歯科衛生士の年収について説明しております。就職や転職の参考情報にどうぞ。
歯科衛生士の年収
歯科衛生士の年収は、平均で大体年間350万円程度のようです。
決して高くはないかと思います。
少なくとも、歯科医や公務員と比較した場合、かなり抑えられた金額といえるでしょう。
仕事内容からしても、仕方がない面はあります。
それほど難しい技術を要する事がないからです。
とはいえ、手先が器用であること、子供やお年寄りと上手く接する事ができる、という技術以外の適正が必要な職業ではあります。
歯科衛生士という職業は、意外と仕事が多いです。
実際に患者に対して接する以外にも、診療用器具を滅菌・消毒し、準備、管理を行う必要があります。

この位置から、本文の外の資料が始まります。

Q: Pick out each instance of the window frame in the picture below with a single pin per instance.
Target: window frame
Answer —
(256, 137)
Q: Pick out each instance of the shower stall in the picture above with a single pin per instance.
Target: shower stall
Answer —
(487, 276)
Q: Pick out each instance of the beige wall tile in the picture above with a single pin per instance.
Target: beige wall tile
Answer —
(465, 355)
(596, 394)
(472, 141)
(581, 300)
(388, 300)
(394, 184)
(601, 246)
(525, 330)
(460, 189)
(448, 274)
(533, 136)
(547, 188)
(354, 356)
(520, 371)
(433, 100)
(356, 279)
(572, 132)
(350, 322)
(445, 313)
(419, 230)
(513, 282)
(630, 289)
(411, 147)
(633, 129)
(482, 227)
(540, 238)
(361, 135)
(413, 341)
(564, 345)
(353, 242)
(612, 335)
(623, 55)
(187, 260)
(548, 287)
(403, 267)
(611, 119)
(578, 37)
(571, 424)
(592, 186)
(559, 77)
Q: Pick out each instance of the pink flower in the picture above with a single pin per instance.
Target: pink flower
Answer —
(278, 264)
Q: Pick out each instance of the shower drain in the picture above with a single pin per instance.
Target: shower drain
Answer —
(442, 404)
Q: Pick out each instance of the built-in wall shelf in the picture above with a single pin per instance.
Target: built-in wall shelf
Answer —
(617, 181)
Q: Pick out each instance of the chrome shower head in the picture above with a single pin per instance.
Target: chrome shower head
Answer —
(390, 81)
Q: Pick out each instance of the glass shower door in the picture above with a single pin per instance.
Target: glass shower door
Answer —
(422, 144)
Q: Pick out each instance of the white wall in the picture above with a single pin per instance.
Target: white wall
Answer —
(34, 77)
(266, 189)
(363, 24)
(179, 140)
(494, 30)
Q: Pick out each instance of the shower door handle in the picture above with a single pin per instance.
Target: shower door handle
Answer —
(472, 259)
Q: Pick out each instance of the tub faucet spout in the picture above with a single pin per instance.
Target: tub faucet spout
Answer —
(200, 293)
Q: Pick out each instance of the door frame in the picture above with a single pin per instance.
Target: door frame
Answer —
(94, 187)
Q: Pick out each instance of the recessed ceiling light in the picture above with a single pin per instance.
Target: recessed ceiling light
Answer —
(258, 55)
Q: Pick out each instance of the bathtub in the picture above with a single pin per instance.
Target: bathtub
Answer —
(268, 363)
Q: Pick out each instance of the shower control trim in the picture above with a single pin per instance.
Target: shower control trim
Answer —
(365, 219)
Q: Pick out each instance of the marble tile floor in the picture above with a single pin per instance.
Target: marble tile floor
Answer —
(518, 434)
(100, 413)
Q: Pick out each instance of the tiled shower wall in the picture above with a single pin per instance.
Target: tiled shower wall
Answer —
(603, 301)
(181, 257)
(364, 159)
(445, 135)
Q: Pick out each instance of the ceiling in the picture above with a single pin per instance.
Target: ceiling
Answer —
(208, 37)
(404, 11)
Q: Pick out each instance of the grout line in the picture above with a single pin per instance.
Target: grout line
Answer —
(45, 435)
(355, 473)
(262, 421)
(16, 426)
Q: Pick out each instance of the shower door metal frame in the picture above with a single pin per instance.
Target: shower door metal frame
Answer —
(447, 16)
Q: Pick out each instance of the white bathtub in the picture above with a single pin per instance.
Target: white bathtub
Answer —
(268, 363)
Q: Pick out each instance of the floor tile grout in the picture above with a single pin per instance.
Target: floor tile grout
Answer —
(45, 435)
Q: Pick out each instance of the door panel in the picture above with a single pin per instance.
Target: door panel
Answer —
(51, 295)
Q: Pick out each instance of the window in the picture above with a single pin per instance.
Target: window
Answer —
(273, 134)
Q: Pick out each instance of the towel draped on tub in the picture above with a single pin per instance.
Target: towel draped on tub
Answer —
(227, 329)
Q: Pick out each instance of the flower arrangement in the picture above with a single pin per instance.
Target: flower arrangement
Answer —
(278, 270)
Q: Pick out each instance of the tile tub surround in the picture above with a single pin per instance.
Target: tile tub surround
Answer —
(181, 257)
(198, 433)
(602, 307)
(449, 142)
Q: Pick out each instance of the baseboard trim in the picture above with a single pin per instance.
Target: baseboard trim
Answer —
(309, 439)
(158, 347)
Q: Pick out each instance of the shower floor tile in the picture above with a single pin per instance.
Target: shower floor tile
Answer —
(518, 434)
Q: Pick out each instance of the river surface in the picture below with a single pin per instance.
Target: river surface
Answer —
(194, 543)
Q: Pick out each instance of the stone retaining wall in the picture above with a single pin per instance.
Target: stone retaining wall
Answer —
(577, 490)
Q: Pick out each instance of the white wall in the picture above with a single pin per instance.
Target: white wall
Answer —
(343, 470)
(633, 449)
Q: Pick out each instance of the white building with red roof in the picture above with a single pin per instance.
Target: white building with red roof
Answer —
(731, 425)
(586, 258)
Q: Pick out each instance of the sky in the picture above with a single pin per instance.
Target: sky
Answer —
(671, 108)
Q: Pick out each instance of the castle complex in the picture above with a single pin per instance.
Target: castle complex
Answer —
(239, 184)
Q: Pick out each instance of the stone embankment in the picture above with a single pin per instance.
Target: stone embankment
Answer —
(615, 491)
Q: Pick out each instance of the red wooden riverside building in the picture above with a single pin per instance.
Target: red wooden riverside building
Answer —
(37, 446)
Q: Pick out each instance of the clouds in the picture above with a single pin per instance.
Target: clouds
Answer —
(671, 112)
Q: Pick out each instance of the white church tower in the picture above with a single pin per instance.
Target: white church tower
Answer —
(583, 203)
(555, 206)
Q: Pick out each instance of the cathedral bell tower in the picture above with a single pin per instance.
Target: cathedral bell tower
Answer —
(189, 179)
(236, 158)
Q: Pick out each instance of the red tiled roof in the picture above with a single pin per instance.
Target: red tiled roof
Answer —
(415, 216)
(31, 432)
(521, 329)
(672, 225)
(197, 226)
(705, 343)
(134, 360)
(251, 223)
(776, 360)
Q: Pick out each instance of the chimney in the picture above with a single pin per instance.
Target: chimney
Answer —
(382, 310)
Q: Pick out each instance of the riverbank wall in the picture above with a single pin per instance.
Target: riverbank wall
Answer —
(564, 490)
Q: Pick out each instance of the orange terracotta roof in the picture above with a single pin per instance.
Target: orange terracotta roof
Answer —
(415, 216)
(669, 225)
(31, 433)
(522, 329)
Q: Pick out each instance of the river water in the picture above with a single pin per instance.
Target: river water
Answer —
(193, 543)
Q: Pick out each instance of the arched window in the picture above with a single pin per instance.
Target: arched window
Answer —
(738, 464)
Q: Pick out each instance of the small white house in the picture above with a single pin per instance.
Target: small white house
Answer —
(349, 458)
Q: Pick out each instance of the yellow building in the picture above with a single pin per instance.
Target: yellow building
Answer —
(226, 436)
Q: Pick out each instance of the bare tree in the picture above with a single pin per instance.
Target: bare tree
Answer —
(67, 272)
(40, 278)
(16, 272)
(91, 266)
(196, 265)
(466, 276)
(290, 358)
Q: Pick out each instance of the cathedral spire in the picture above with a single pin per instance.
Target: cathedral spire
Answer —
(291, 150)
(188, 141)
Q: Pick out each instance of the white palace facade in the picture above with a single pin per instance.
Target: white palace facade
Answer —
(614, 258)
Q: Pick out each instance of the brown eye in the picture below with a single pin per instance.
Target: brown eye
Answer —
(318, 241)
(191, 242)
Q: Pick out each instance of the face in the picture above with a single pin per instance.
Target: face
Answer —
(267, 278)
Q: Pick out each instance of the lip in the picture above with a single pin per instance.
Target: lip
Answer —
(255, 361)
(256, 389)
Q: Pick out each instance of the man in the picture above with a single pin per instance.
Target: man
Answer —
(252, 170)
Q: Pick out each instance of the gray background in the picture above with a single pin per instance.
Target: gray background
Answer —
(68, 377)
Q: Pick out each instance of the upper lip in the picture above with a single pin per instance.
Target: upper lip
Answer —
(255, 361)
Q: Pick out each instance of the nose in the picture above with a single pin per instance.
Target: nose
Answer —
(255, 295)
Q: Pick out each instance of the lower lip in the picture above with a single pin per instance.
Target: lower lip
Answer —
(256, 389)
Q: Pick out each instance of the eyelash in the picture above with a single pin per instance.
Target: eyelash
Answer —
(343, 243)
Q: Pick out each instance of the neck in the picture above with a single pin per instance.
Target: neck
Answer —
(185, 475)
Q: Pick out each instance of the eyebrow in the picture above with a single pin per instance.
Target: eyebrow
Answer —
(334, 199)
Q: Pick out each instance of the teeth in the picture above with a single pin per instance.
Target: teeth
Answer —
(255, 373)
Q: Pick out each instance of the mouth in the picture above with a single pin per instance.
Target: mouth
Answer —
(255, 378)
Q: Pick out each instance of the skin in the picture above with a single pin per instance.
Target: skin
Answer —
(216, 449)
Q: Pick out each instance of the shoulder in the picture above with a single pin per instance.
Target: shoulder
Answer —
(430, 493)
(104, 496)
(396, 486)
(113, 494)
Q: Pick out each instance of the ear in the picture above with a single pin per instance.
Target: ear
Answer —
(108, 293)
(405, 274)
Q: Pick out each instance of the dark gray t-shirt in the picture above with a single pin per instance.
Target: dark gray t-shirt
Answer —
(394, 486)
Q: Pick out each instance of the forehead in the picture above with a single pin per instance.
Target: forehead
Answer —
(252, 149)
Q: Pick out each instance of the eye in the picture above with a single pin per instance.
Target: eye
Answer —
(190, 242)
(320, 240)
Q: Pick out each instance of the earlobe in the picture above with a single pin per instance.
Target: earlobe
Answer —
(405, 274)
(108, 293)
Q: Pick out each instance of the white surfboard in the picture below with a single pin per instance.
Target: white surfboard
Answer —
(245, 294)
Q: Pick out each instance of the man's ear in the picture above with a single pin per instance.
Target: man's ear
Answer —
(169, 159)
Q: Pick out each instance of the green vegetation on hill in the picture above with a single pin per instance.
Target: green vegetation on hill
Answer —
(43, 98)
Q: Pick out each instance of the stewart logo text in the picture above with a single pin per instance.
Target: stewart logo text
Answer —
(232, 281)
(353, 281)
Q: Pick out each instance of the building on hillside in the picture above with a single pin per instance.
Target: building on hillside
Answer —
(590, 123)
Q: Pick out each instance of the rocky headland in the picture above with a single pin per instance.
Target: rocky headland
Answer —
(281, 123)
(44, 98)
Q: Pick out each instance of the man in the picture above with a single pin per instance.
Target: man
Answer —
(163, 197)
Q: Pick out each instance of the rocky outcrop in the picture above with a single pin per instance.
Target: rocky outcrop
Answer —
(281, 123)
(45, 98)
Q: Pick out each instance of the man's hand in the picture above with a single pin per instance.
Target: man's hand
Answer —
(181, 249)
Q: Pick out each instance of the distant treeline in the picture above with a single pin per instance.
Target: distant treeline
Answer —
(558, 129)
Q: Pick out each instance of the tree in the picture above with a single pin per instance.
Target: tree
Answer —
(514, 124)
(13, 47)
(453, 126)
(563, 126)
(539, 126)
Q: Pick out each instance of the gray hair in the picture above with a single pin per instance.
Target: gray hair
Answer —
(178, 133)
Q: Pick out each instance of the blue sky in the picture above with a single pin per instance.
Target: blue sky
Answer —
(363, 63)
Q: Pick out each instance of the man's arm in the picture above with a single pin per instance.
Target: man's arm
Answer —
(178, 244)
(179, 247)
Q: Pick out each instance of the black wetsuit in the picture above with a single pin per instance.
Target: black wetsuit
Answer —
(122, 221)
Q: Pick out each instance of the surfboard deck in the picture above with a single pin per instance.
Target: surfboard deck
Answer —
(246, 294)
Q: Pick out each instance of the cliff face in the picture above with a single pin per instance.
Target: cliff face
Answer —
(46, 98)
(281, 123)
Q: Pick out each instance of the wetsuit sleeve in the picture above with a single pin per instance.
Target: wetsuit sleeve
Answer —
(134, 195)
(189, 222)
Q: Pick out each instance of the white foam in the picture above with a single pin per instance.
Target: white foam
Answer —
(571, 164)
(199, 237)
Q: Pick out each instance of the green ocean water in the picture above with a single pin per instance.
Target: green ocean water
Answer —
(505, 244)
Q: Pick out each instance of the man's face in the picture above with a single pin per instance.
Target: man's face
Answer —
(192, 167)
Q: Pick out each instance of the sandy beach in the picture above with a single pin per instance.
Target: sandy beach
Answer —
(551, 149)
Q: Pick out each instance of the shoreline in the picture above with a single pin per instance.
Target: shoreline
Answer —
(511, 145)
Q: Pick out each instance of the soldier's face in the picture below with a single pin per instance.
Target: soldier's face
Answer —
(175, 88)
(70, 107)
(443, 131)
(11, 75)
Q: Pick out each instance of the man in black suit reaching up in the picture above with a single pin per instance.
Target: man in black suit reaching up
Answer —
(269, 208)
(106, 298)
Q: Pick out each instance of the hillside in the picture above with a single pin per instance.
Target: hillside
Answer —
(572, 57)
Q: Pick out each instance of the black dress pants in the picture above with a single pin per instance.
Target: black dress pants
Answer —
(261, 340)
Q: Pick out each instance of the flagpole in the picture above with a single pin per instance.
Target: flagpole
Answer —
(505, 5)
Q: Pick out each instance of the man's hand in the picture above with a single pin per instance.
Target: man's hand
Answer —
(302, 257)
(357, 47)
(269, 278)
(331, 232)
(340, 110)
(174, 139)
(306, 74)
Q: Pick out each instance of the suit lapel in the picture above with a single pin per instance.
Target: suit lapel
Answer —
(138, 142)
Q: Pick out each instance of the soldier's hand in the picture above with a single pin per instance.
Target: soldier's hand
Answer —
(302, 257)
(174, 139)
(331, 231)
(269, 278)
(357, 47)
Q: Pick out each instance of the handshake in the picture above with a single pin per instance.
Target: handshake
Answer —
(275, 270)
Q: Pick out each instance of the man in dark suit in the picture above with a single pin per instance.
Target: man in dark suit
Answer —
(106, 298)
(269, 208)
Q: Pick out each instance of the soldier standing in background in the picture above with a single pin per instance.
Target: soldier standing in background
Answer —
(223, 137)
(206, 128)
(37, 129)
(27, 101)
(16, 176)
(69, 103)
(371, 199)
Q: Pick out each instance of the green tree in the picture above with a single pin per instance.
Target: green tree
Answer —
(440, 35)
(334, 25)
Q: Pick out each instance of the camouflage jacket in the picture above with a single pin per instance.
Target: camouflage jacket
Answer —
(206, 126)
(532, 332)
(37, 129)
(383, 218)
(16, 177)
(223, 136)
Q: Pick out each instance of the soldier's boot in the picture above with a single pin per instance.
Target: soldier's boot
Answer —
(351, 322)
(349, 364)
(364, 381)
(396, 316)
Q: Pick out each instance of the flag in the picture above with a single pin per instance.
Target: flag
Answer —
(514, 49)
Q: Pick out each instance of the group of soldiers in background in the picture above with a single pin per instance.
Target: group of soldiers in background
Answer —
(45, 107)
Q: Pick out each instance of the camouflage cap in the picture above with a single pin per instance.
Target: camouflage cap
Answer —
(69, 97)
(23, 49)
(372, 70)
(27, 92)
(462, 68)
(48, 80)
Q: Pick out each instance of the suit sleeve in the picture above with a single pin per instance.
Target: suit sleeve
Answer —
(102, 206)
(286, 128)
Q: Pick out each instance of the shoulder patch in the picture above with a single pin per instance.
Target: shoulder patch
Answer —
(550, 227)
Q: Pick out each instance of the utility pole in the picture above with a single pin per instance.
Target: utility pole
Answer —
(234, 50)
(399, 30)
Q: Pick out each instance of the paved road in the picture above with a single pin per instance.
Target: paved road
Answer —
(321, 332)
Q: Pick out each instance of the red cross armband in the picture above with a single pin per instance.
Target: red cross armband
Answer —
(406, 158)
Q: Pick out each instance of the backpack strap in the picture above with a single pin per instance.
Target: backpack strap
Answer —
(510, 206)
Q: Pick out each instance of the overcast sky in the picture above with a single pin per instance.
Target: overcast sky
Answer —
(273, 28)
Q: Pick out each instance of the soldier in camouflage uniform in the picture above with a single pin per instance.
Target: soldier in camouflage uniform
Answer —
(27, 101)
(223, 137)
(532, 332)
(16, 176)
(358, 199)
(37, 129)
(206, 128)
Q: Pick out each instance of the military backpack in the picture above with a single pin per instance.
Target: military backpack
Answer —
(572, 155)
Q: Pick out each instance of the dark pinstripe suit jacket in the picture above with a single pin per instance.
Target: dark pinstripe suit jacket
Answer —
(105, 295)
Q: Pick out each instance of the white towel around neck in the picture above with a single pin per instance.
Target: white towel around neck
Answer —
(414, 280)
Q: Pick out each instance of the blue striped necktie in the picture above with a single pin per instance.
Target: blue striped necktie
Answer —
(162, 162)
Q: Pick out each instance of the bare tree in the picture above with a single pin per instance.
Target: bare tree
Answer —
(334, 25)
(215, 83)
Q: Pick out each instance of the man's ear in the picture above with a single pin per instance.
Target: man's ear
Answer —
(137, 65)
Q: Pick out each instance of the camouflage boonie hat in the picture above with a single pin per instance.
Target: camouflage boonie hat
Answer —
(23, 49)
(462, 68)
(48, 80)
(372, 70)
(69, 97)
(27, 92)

また、カルテ管理やレントゲン撮影の介助なども行います。
年収に見合っているかというと、その辺りは微妙なところです。
歯科衛生士のお仕事
歯科衛生士という職業は、歯医者に行った際、実際に治療する先生以外に、そのサポートをしたり、歯形を取ったり、銀歯の最終調整をしたりする女性の方がいますよね。
ああいった方々が歯科衛生士です。
つまり、この職業はほぼ女性限定という事になります。
女性専用の職業と考えて、間違いではないかと思います。
その為、結婚して辞めるという人が多く、長期的に行う人があまり多くないのです。
それが、年収があまり高くない理由の一つといえるでしょう。
同時に、年齢による年収の差があまりない理由ともいえます。
ただ、人気は高く、毎年6000人以上の方がこの職に就いています。
歯科衛生士
非常に高い年収を誇る歯科医は、その一方であまりに人員過剰となっており、格差が開いているという現状があります。
では、その歯科医をサポートする歯科衛生士の場合はどうなのでしょう。
歯科衛生士の場合は、その逆と考えていいでしょう。
つまり、年収事態は決して高くはありませんが、競争というものはあまり発生せず、格差も少ないという職業ということです。
ですので、安定感はあります。
ただ、大きく稼ぐ、あるいはそれで生計を立てるとなると、少し苦しいかもしれません。
アルバイトやパートで雇われている人も多いので、そういった面からも、収入はそれほど期待できないのが実情です。
歯科衛生士になるには
年収が高くて女性に人気の歯科衛生士ですが、だれでもがなれるわけではなく、資格が必要です。
高等学校卒業後、国の指定する専門の学校や短期大学などで所定の課程を修了することで、国家試験の受験資格を得ることができます。
この試験に合格して初めて歯科衛生士になれます。
その点、無資格でなれる歯科助手とは異なります。
専門学校や短大に通う期間は、現在は2年間ですが、今後制度が変わり、3年間になる予定です。
歯科治療が患者の身体に関わる医療行為である以上、きちんと勉強して資格をとらなければならないのです。
高い年収は、そうした専門知識や資格に対して払われている分もあるといえます。
歯科技工士と歯科衛生士の違い
同じ歯科関連の仕事でも、歯科衛生士と歯科技工士では事情が少し違います。
歯科技工士は、歯科医師の指示で義歯や銀歯などの詰め物を作成、修理、加工する仕事です。
男性に人気が高く、83%を男性が占めています。
年収は、397.4万円で、歯科衛生士の336.3万円を上回っています。
しかし、同世代の男性の平均年収が500万円前後であることから考えると、決して高いとはいえません。
これは、義歯などを作る場合の診療報酬の大半が歯科医師の分で、歯科技工士に入る割合が少ないためです。
そのため、平均で歯科医師2人に対して歯科技工士1人と、歯科技工士は人手不足の状態になっています。
歯科衛生士 労働環境
歯科衛生士は、そのほとんどが歯科医院などに所属して仕事をしますが、所属する場所によって、年収や労働環境が変わってきます。
歯科衛生士の年収を企業規模別に見ると、1000人以上の場合が、441.7万円、100〜999人だと301.3万円、10人〜99人では330.7万円という結果でした。
また、歯科医院で働く場合は、歯科医師との相性など、人間関係が働きやすさを左右します。
歯科医師の助手を務める以上は、その相性は重要ですし、小規模な医院の場合は、限られた人間関係の中で過ごさなければなりません。
就職・転職の際は、これらの要素がとても重要になってきます。